Sunday 23 October 2011

Life is a Biscuit

This is a cookie to my American friends. A cookie however, is a typical American species, rather big and sturdy; teeth breaking at times. A biscuit is the more fragile relative from the European continent, rather delicate and pretty. I guess if life were a cookie it might be easier to live, but maybe more boring as well.

So imagine at the beginning of your life, sitting bang in the middle of your perfectly shaped biscuit, nice and round, all smooth, and drifting through space. Soon you will get up to explore and you will find that it wobbles. Quickly drawing back to the middle you will learn where the centre of gravity lies - it is you! As you keep exploring your biscuit you will find that inviting people onto this platform will help to keep the balance. If you all move in perfect harmony, you all have the freedom to explore and to enjoy this life together. You might even discover that attaching other people’s biscuits to yours will make it sturdier.

Biscuits are not easily navigated, though. Harmony might come natural at times, but usually negotiations are asked for. Some people manage perfectly fine for all their lives and live happily ever after, but most of us will find that there are always people, with whom the balancing game does not work. They either move to fast, too slow or into the wrong direction, while others might not want to fix their biscuits too tightly or not tightly enough. Usually this does not happen out of deliberation. We just live at different speeds, were raised in different cultures and use language in different ways. Whatever the reason, all of a sudden the balancing act involves you doing the splits, a lot of running around and continuously being alert.

From all this commotion the first cracks appear in your biscuit... see, told you: Life would be better if it were a cookie, but 'No!' whoever was in charge decided to choose a biscuit.

... and it is getting worse. People will move away from the cracks and will reach the edge. There they will see interesting things: loads of other biscuits, interesting, pretty, cool or idyllic. The ones who daringly peer through the cracks see the same wonderful picture, and some of them may be tempted to risk the jump off the margins or through the crevice.

Drastic action is required, a wall needs to be built around the biscuit, cracks have to be fixed, and maybe it is a good idea to tie some people down.

... and out we get the pegs and the ties, and we hammer them into the ground, and often too late we realise that now it is us who is breaking the biscuit. But what can be done? We keep fixing and fixing. Some cracks we are able to mend lovingly, for others there is just no time and we paint over them.

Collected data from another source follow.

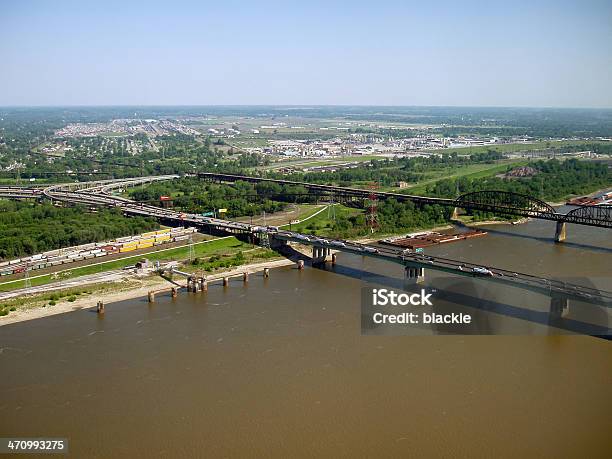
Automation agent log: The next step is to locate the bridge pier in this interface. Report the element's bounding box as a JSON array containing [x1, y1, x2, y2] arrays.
[[96, 301, 105, 314], [549, 296, 569, 325], [404, 266, 425, 284], [269, 237, 288, 250], [451, 206, 460, 220], [312, 246, 331, 265], [554, 221, 567, 243], [148, 291, 155, 303]]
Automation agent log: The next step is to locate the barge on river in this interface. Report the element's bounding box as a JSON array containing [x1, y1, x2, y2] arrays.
[[380, 230, 487, 250]]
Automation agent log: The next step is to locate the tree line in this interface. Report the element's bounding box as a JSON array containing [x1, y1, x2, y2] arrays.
[[425, 159, 611, 201], [129, 178, 291, 217], [328, 200, 451, 239], [0, 202, 159, 260]]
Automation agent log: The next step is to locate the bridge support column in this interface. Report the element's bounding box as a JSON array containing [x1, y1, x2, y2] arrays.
[[223, 277, 229, 287], [171, 287, 178, 298], [331, 253, 337, 265], [451, 206, 460, 220], [148, 291, 155, 303], [269, 237, 288, 250], [554, 221, 567, 243], [404, 266, 425, 284], [312, 246, 331, 265], [297, 260, 304, 270], [96, 301, 105, 314], [549, 296, 569, 324]]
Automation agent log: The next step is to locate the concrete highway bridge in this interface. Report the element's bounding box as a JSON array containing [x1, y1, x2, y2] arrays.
[[199, 172, 612, 242], [1, 177, 611, 329], [268, 231, 612, 308]]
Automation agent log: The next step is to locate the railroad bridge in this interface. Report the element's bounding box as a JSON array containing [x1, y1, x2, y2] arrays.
[[199, 172, 612, 242]]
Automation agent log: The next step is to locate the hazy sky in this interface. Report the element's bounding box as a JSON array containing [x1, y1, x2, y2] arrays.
[[1, 0, 611, 107]]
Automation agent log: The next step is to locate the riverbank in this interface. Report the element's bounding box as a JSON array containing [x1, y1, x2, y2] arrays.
[[0, 217, 533, 326], [0, 258, 294, 327]]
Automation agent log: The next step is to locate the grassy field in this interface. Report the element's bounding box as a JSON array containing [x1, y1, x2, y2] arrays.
[[255, 154, 388, 171], [236, 204, 325, 226], [282, 204, 328, 225], [227, 137, 269, 148], [256, 158, 526, 196], [184, 247, 279, 274], [0, 237, 250, 292], [403, 160, 528, 195], [289, 204, 363, 236], [428, 140, 608, 156]]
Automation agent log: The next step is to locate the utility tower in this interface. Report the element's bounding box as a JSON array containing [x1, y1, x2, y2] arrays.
[[327, 194, 336, 221], [188, 233, 195, 262], [365, 182, 380, 233], [24, 261, 31, 289]]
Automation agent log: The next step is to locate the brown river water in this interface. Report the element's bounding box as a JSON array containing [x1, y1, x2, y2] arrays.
[[1, 213, 611, 458]]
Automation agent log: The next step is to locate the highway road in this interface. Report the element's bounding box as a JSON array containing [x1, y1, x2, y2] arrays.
[[271, 229, 612, 308]]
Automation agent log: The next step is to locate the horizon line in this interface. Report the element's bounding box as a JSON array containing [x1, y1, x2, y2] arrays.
[[1, 104, 612, 111]]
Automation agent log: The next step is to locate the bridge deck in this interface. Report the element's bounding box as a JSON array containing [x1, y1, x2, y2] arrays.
[[271, 232, 612, 308]]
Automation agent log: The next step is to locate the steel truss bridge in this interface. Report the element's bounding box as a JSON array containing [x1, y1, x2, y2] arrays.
[[198, 173, 612, 233]]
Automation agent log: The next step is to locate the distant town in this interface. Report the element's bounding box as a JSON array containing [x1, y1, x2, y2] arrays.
[[16, 114, 602, 178]]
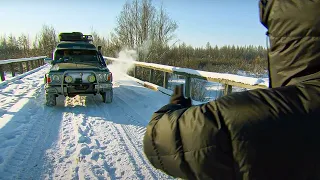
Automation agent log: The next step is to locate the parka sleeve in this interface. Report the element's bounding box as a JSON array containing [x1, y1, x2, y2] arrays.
[[143, 102, 237, 180], [143, 82, 320, 180]]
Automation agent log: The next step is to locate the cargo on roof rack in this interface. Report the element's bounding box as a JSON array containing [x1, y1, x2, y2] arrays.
[[58, 32, 93, 42]]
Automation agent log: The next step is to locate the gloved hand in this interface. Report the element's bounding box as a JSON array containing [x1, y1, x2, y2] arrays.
[[169, 84, 192, 108]]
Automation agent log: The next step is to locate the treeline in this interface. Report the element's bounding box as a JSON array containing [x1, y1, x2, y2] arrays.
[[0, 0, 267, 75], [0, 25, 58, 60]]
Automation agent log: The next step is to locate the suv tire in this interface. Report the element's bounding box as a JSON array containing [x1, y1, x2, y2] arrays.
[[102, 89, 113, 103], [45, 93, 57, 106]]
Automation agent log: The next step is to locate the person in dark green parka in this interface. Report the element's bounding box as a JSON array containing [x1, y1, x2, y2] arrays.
[[143, 0, 320, 179]]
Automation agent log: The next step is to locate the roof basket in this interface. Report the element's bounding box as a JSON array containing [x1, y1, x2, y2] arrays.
[[59, 32, 93, 42]]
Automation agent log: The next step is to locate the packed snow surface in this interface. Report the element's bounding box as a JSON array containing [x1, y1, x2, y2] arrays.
[[0, 64, 175, 180]]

... and so it goes for a while: short periods of relative happiness when we think that we nailed it are taking turns with frantic repair work, until one day we are exhausted and unhappy and wondering: What the heck am I doing? Life cannot be about building walls and fixing cracks.

 ... and more questions are whizzing through the brain: What happened to my lovely, pristine biscuit? Who is to blame? Could it have been avoided? What to do now?

The answers lie in the beginning: The centre of gravity is YOU! You and you alone will have to be the person to win back stability.

Oh, how often did I try to find the ones to blame? I had to learn that it was Me. I voluntarily did the fixing and building and running, nobody asked me to. People joined my life and without asking them or myself whether or not they were good for my biscuit, I accommodated their needs. I did not make clear the rules that apply for docking to my biscuit. I didn’t even know the rules, so how can I blame others.

The way forward is the simplest and the most difficult task at the same time.

The past needs to be the past. None of what is gone will come back, and hence assessing what is left is the first step to healing. The aim is the truth; no sugar coating, no excuses.

... and then comes the big thought experiment. The right questions have to be asked: Why did I do all the fixing? What am I scared of? As a matter of fact ‘What is the worst case scenario?’ What if I would let go? My biscuit might break – ‘Would I really mind?’, people might leave or fall off – ‘Would I feel guilt, or loss?’ ‘Do I want to desperately cling to people who don’t want to be with me? ... sitting on my fragment of biscuit drifting through space, ... time to think,... time for honesty, ... this fragment would be MY fragment, my responsibility and my freedom. How bad would the worst case scenario actually be? However painful the process: the answer to this question holds all the building blocks for honest negotiations.

... and then the work begins.  Ever so carefully yet confidently a set of rules will have to be established. Balance can only be achieved by negotiation, either through talking and listening, or testing and observing, and although bits of the biscuit might break off as some people decide to leave, one might find that biscuits with edges are actually quite nice to be on. They show style, and experience; they are reliable and easy to dock to. One might even find that more people than expected would like to make an edgy biscuit their home.

My new motto: The first step to avoiding the worst of cases is to face it and to accept it as fate!